In the wake of the debates over those projects, Mark-Viverito said, “We have to look at this citywide. It can’t just be project-by-project, piecemeal.” The bill is New York's effort to exert control over how companies doing business with the government pay their employees.
Paul Sonn, legal co-director of the National Employment Law Project, cited similar initiatives nationwide. Los Angeles now has wage standards for projects that involve city-owned land. And a few weeks ago, over mayoral objections, the Pittsburgh City Council passed an even broader law, applying to both building service workers and laborers in several other industries.

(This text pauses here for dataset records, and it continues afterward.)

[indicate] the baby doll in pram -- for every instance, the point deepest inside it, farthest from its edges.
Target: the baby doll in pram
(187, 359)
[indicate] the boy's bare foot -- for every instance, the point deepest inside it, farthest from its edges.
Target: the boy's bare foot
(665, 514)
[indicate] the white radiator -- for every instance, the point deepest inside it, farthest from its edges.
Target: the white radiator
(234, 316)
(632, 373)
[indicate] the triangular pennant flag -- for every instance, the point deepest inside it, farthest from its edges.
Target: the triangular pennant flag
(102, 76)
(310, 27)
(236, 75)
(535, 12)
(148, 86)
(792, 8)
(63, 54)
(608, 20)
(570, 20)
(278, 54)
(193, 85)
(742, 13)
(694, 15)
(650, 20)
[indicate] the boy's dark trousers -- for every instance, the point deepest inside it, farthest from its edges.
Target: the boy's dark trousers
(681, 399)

In New York, Sonn’s organization helped create a law—signed by Mayor Bloomberg in 2002—that mandates a living wage for employees of companies doing contract work for the City of New York. Sonn has also consulted on the current prevailing wage effort, and on a related bill proposed in the last Council session but not yet reintroduced. That law would require recipients of economic development subsidies to pay a living wage to employees in addition to building service workers.
“I think the principle is, if we’re investing taxpayer subsidies, we should be asking developers in return to create quality jobs for low-income workers,” Sonn said.
Similar efforts, though, have met with stiff opposition from business and development groups nationwide. In Pittsburgh, Mayor Luke Ravenstahl vetoed an early version the council’s bill, and then refused to sign a revised version. Even as he allowed it to pass into law, he objected that imposing wage restrictions would drive new business and development money away to lower-wage cities.
In New York, Mark-Viverito said her office is planning to push the finance committee to schedule a public hearing on the issue. Although she's heard only rumblings so far, she’s expecting opposition to her bill.
In a statement released on March 29, Steven Spinola, president of the Real Estate Board of New York, said the industry group opposes mandated wages. “It will ... lead to higher office rents for city agencies because it would restrict the options for the city,” Spinola said, among several objections.
Despite the local bill’s many co-sponsors, however, it does not have the support of a veto-proof majority and the mayor. Bloomberg's take on the bill is unpredictable, but he expressed strong opposition to wage demands in the Kingsbridge Armory plan, calling that project’s defeat “disappointing and irrational”.
A few weeks ago, David Lombino, a spokesman for the city’s Economic Development Corporation, confirmed a report, first published in Crain's New York Business, that the EDC is commissioning a study of wage- and subsidy-related issues to determine the feasibility of government regulations.
Lombino declined to offer details, but he said an outside consultant would be chosen to talk with “stakeholders” including organized labor and developers. But selecting that consultant, conducting a study and issuing a report could take until early 2011.